Test 1G NIC compatibility, default to TFTP in sre.hosts.reimage cookbook
Closed, ResolvedPublic

Description

The IF team did some great troubleshooting for the constant Broadcom PXE problems in T363576 , culminating in @elukey 's patch that adds TFTP support to the reimage cookbook , which is required to reimage any 10G host with firmware > 21.60.22.11 . (This particular firmware version is ~ 5 years old as I write this. )
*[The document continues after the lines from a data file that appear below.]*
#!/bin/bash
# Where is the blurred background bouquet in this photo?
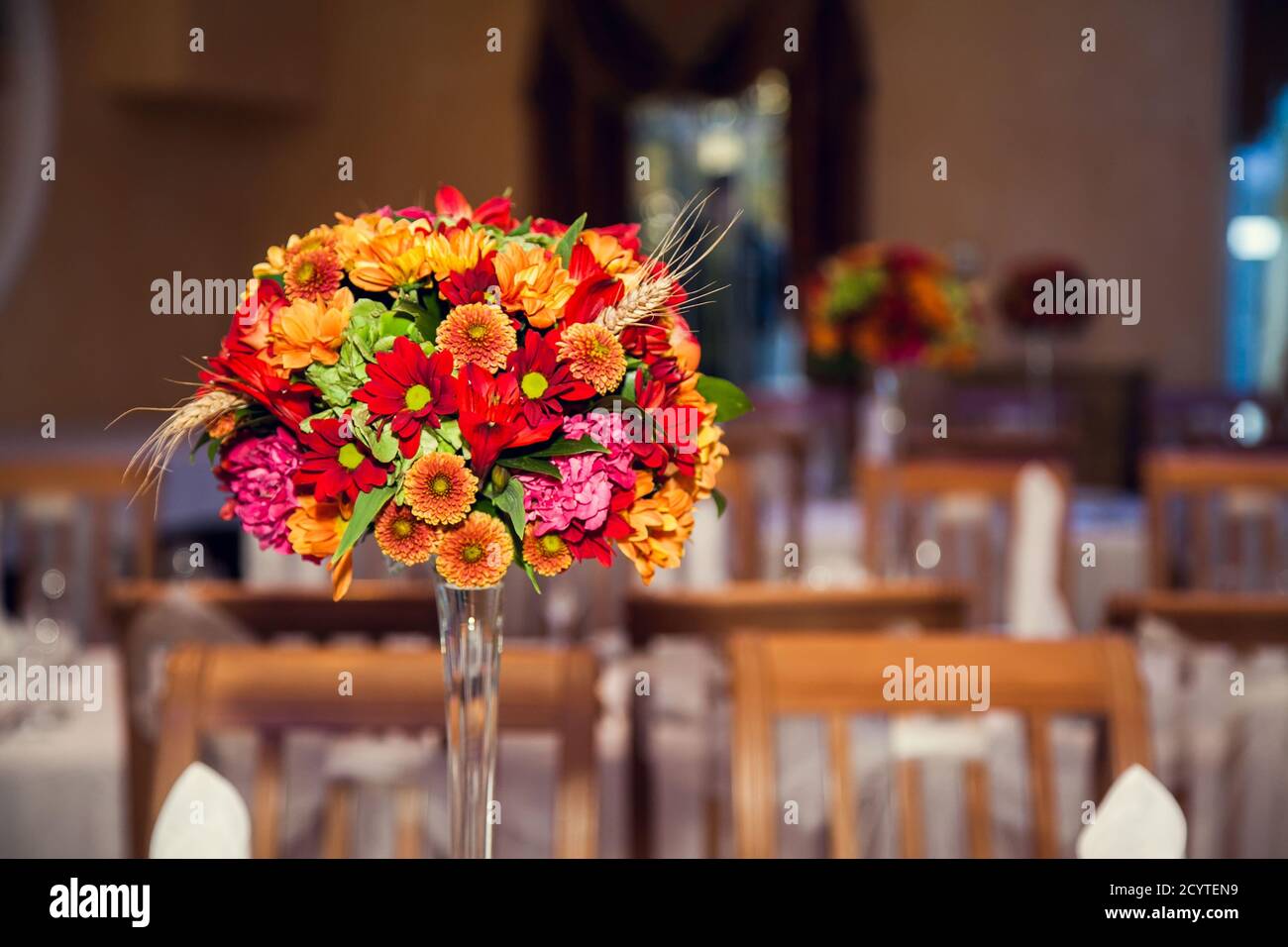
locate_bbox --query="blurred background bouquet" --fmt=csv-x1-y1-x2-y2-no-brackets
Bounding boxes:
806,244,975,381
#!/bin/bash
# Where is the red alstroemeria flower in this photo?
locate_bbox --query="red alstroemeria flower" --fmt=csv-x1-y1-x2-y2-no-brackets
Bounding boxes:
295,417,389,502
198,352,318,432
456,365,562,475
219,279,287,356
562,244,623,326
590,224,640,253
434,185,519,233
353,335,456,458
554,489,635,566
506,329,595,427
438,250,496,307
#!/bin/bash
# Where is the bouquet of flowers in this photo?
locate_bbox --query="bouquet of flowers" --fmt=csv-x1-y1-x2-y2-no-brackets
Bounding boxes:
806,244,975,376
134,187,750,598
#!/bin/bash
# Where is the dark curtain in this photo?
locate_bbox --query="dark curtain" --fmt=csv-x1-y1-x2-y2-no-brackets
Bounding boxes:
532,0,866,275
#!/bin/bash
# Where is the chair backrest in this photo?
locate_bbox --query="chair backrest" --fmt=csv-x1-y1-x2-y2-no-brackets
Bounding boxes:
152,644,597,858
626,581,970,647
1105,590,1288,651
1143,451,1288,591
857,460,1072,624
718,424,808,581
729,633,1149,858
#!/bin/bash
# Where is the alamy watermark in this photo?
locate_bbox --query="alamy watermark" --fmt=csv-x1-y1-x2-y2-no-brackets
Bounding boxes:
1033,269,1140,326
881,657,991,711
0,657,103,712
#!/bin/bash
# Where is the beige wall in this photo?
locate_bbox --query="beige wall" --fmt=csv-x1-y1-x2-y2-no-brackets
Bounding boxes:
857,0,1229,382
0,0,1227,427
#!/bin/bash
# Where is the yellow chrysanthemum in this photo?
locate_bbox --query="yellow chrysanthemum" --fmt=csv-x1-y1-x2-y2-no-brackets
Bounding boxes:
252,224,336,277
617,471,693,585
434,303,519,372
269,288,353,369
403,453,480,526
523,530,572,576
425,227,496,281
286,493,349,559
347,218,432,292
434,513,514,588
492,240,577,329
558,322,626,394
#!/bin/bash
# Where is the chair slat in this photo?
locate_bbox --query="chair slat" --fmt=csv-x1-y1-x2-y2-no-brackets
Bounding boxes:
1024,712,1059,858
962,760,993,858
894,759,926,858
252,729,283,858
827,714,859,858
322,780,355,858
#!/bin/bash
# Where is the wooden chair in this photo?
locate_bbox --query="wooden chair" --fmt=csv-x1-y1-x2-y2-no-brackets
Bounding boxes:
729,633,1149,858
626,582,970,858
1143,451,1288,591
857,460,1072,622
717,425,808,581
0,458,156,634
152,646,597,858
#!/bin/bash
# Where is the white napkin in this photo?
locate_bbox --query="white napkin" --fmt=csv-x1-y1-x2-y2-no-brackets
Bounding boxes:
149,762,250,858
1006,464,1074,638
1077,764,1186,858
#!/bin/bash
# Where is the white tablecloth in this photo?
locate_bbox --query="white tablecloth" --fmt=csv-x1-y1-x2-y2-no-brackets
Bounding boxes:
0,647,128,858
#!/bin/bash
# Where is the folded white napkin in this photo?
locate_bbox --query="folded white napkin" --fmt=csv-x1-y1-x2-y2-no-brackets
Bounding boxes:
1006,464,1074,638
1076,764,1186,858
149,763,250,858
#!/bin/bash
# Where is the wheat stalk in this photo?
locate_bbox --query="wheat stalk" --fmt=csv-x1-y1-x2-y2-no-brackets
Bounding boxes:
119,388,248,496
595,193,742,335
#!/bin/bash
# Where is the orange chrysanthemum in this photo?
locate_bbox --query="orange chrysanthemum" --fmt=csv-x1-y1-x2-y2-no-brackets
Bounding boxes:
581,231,640,277
269,288,353,369
617,471,693,585
434,513,514,588
286,493,349,559
492,240,577,329
403,453,480,526
434,303,519,372
282,248,344,300
523,530,572,576
252,224,336,277
558,322,626,394
376,502,442,566
675,388,729,501
348,218,432,292
425,227,496,281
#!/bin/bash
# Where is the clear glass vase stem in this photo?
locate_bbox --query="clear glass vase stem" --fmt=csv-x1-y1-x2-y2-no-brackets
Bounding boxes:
435,579,501,858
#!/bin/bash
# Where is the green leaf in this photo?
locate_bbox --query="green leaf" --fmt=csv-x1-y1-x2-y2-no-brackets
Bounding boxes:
555,214,587,269
496,458,563,480
430,417,464,451
492,476,528,540
529,434,608,458
371,424,398,464
698,374,751,423
331,485,394,562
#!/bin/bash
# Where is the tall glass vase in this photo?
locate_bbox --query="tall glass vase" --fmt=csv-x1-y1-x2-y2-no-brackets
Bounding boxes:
434,576,501,858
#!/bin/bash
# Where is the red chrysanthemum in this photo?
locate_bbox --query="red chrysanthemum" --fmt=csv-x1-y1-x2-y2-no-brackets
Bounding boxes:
353,336,456,458
438,250,496,305
506,329,595,425
456,365,561,474
295,417,389,502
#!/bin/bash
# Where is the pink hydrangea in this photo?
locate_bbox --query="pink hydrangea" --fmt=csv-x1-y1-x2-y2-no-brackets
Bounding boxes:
518,412,635,536
216,428,300,553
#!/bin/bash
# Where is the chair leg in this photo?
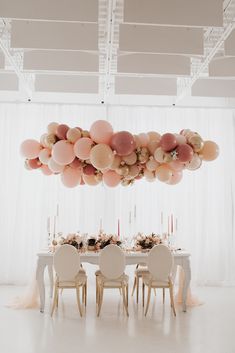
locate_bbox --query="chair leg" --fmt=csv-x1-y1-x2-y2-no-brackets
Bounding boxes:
76,286,82,317
145,285,152,316
142,281,145,307
97,284,104,316
51,285,58,316
122,282,129,316
131,276,136,297
169,283,176,316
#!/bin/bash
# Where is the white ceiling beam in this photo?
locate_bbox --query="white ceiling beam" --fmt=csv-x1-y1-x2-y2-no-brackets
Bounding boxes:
192,78,235,97
117,54,190,75
11,21,98,51
0,72,19,91
119,24,203,55
23,50,99,72
224,29,235,56
124,0,223,27
0,0,98,22
209,57,235,77
35,74,99,94
115,77,177,96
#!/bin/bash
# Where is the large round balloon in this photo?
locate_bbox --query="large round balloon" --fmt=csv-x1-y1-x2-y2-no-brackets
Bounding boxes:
61,167,82,188
176,143,193,163
110,131,135,156
74,137,93,160
160,133,177,152
90,120,113,145
90,143,114,169
103,170,121,187
200,141,219,161
20,140,41,159
52,140,75,165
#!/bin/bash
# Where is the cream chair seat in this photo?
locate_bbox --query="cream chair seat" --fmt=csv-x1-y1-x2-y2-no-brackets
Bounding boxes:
96,244,129,316
51,244,87,316
143,244,176,316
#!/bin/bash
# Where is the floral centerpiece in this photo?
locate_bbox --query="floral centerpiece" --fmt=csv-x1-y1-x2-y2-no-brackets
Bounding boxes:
135,233,162,250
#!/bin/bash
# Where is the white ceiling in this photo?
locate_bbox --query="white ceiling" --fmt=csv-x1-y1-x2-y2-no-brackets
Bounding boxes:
0,0,235,106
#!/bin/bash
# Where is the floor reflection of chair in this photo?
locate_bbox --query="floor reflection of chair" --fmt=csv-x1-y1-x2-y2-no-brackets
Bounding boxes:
51,244,87,316
96,244,129,316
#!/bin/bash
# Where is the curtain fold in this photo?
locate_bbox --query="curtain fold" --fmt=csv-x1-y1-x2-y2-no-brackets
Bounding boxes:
0,104,235,285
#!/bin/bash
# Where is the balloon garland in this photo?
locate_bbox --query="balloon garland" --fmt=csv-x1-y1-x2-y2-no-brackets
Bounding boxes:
20,120,219,188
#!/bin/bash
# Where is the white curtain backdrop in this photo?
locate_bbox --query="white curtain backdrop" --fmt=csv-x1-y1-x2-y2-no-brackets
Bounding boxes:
0,104,235,285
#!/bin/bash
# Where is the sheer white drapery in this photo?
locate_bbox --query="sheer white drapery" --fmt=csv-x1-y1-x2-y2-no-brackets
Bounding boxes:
0,104,235,284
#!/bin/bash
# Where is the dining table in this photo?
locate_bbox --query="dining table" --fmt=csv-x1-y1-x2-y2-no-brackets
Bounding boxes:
36,250,191,313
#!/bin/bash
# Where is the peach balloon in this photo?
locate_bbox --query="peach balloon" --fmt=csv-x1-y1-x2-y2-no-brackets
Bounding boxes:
103,170,121,187
82,174,100,186
74,137,93,160
138,132,150,147
90,143,114,169
61,167,82,188
66,127,82,143
156,165,173,183
200,141,219,161
48,158,64,173
90,120,113,145
52,140,75,165
41,165,53,175
110,154,122,170
38,148,51,164
146,157,159,172
47,122,59,134
122,152,137,165
20,140,42,159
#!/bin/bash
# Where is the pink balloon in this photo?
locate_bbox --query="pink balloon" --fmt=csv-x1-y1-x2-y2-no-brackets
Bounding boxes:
48,158,64,174
83,164,96,175
70,157,82,168
176,143,194,163
28,158,42,169
90,120,113,145
56,124,69,140
103,170,121,187
52,140,75,165
111,131,135,156
169,160,184,172
167,170,183,185
138,132,150,147
41,165,53,175
20,140,41,159
61,167,82,188
160,133,177,152
74,137,93,160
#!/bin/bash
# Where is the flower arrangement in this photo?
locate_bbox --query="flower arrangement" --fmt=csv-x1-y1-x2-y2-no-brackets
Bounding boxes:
135,233,162,250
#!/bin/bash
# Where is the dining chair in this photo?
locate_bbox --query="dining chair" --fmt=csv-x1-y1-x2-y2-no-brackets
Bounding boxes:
96,244,129,316
51,244,87,316
142,244,176,316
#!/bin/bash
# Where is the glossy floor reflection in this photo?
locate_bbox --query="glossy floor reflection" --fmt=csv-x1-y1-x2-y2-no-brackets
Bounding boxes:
0,283,235,353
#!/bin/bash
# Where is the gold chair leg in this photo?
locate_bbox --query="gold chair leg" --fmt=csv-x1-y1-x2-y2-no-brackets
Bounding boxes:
76,286,82,317
51,285,58,316
97,284,104,316
145,285,152,316
131,276,136,297
169,283,176,316
142,281,145,307
122,282,129,316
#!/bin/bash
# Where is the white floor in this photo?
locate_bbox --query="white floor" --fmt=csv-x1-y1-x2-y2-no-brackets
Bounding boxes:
0,283,235,353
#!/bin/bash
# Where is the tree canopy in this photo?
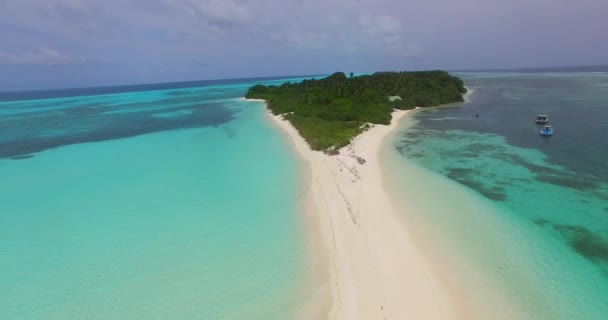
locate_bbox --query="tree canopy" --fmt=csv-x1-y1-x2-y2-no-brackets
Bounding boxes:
246,71,467,152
Unfortunately, as it stands right now, the user has to be aware of the flag's existence to successfully complete a reimage. Since most of our hosts are 10G , I think it makes sense to set TFTP as the default option. @Papaul raised a legitimate concern about whether or not TFTP would cause problems with 1G NICs, so I'm creating the ticket with the following AC:

  • Test TFTP PXE boot with 1GB NICs (I'm pretty sure this will work, just with reduced transfer speeds)
  • If it works, set TFTP as defaultº

Thanks for looking and please let me know if I can do anything else to help!

ºIf it doesn't work, I would still recommend defaulting to TFTP as it has the most benefits for the most hosts, but maybe add a warning or automatically reset to the HTTP-based option for 1G NICs.

Event Timeline

Volans triaged this task as Medium priority.Nov 4 2024, 4:16 PM
Volans subscribed.

@bking we had a brief chat in the I/F meeting today about this. We think that this would mostly be a step backward instead of forward.

  • TFTP reimages are much slower, we did move to HTTP for performance reasons
  • the UEFI support is almost ready and that will also solve the problem or anyway put us in a position to be able to push for vendor support.

I personally add that potentially the cookbook could automatically detect if there is a 10G NIC and apply the flag without having to do it manually.

For additional context, those are a few of the past cases that have been hit by this issue (it might help prioritize the work): T312298, T308106, T374924, T350179, T286722

bking claimed this task.

As @elukey and @Volans are addressing the issue in T363576 , I'm going to go ahead and close this one out. Thanks to you both for your help!